You are in the early stages of planning a health literacy conference, training session, or special meeting. You are thinking about inviting an outside speaker who can add something extra to your program. Before extending a formal invitation, it helps to have a sense of how you and the speaker might work together. Here are some questions to consider.
- What is the goal of your event? Is it to introduce newcomers to health literacy? Teach a skill? Gain support for a new program or initiative? Celebrate success and honor excellence? Or brainstorm what’s needed and next? The speaker’s expertise and presentation style should support one or more of your identified goals. But please be realistic, as one speaker alone can nearly never accomplish everything on your wish list.
- What is something extra that this speaker can bring? Do you want a recognized expert who brings an outside voice and adds credibility? An everyday person who will share experiences about struggling to understand health information? A speaker similar to your audience who can talk convincingly about challenges and lessons learned? Or do you want someone to inspire the audience with a compelling story or dramatic flair? Beyond basic facts, find out what else the speaker can bring to this program that is useful, unique, and inspirational.
- How can you assess if the speaker will be a good match for your meeting? Find out if someone you know has heard this speaker in person. If so, what makes the speaker good? If not, does the speaker have a video you can watch or podcast to listen to? That’s a great way to sample his or her presentation style.
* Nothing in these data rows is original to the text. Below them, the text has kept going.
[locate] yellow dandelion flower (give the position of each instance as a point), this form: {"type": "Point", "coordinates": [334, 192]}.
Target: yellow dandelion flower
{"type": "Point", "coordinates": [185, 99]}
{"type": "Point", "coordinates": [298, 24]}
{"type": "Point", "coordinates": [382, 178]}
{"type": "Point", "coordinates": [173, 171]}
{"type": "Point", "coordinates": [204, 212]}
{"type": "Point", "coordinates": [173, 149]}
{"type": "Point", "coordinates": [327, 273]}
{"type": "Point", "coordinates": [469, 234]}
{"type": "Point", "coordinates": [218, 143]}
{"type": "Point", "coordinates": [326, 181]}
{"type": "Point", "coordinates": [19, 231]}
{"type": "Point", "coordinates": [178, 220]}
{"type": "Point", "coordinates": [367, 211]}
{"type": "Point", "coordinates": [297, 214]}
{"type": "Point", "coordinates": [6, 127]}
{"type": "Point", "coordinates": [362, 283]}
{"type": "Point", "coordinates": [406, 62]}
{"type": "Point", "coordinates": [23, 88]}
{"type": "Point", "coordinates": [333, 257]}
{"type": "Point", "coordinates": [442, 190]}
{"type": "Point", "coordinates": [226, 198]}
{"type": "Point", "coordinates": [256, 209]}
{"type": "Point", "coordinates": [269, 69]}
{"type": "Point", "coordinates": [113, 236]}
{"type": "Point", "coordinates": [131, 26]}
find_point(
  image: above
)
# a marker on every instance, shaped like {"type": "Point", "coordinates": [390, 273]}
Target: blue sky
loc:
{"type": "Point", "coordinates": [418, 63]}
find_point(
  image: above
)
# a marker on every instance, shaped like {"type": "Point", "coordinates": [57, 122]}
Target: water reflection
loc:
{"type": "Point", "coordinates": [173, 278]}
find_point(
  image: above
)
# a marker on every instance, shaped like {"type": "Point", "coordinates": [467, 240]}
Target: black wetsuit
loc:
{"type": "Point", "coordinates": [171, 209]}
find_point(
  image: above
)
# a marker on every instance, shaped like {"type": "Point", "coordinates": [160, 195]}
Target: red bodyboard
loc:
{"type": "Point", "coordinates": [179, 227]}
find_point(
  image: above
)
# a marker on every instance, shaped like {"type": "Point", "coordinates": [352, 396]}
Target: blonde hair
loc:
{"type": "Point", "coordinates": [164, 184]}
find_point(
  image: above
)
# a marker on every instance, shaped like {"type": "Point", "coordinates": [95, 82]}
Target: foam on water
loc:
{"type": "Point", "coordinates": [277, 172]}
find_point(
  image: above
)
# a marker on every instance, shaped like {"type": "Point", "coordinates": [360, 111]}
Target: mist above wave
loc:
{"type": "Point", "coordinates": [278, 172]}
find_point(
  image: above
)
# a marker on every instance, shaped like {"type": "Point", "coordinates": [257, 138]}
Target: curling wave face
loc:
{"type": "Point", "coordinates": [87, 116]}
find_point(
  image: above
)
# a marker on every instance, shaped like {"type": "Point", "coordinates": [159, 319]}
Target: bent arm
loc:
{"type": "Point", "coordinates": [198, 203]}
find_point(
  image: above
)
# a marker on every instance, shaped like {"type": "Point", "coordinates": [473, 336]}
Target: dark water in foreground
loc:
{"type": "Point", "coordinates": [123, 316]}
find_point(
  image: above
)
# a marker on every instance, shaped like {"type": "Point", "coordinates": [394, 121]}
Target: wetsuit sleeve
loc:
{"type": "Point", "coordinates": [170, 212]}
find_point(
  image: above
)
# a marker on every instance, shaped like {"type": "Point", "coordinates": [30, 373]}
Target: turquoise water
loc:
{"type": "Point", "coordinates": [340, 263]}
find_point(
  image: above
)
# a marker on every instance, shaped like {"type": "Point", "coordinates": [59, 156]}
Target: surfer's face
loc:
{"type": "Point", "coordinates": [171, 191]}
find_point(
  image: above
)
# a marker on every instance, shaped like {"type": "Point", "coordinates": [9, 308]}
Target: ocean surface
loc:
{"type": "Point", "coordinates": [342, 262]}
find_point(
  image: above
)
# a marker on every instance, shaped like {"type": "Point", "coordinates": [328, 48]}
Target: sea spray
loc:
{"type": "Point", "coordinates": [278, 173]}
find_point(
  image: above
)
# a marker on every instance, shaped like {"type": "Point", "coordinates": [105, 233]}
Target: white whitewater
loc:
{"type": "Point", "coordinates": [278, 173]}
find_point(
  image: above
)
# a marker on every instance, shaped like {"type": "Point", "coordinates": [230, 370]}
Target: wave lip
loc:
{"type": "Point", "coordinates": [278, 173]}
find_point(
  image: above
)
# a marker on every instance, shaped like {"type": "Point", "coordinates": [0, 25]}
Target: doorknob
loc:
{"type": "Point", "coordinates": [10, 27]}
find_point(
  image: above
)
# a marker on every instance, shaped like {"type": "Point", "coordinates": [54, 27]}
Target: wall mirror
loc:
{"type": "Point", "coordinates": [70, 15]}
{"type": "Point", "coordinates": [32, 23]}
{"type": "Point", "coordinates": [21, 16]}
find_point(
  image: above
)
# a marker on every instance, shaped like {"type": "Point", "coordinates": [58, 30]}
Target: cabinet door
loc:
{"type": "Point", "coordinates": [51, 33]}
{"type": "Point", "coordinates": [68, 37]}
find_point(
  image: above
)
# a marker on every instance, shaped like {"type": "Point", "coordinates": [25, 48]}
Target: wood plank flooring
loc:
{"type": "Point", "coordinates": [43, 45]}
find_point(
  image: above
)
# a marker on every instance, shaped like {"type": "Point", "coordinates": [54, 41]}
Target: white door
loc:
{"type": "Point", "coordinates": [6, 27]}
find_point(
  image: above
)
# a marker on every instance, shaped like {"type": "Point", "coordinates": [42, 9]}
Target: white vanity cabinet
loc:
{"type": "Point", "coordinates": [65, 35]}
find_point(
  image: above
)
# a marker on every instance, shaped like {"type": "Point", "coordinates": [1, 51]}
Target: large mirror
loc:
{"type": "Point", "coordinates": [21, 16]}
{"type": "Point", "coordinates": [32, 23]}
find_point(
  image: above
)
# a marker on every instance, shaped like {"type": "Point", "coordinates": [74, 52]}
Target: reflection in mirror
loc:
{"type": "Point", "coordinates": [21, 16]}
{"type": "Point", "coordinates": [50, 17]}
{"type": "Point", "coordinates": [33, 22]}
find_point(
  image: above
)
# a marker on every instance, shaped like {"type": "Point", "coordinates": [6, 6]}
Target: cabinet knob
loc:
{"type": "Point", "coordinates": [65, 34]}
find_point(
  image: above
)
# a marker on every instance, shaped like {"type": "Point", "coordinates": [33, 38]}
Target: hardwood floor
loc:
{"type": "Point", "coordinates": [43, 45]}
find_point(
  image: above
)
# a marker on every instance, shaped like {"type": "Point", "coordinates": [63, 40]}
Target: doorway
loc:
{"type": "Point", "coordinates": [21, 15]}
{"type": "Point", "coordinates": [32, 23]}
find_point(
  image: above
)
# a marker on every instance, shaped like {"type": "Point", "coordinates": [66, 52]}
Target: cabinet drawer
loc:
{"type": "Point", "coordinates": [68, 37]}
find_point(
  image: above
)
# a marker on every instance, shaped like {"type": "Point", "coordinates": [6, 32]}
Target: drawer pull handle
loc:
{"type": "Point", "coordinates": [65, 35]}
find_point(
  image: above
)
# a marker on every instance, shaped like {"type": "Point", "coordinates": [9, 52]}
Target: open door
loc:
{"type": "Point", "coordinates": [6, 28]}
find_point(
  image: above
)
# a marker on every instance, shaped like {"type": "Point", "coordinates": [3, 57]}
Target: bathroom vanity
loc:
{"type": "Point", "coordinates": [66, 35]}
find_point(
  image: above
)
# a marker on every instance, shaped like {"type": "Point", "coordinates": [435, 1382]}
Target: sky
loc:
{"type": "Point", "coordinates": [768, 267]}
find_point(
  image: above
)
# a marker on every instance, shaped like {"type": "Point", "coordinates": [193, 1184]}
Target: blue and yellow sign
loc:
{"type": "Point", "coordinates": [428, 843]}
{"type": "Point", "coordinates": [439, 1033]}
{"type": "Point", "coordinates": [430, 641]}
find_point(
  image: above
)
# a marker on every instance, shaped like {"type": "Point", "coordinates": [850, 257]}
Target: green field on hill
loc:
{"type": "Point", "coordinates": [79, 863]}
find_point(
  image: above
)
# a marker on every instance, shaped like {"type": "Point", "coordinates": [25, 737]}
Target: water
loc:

Some conference planners find potential speakers by listening to my Health Literacy Out Loud podcasts.
- How can you collaborate with the speaker? While an outside speaker of course brings subject matter expertise, is he or she also willing to adapt information for your program? For instance, does your audience learn best by formal presentations, small group activities, or a facilitated discussion? In my many years as a health literacy speaker, I always plan presentations collaboratively with the person who invited me. Everyone benefits that way.
- What about fees, time, and other business basics? Admittedly, this can be the least fun and most awkward part of your conversation with a potential speaker. But it’s essential that you both understand and agree to business basics. Talk frankly about the speaker’s fee (if any), travel reimbursement, time commitments, and requests for additional services. Beyond the program itself, when onsite I always like getting together informally with the meeting planner and perhaps the committee. After all, we’ve worked hard to create a great health literacy program.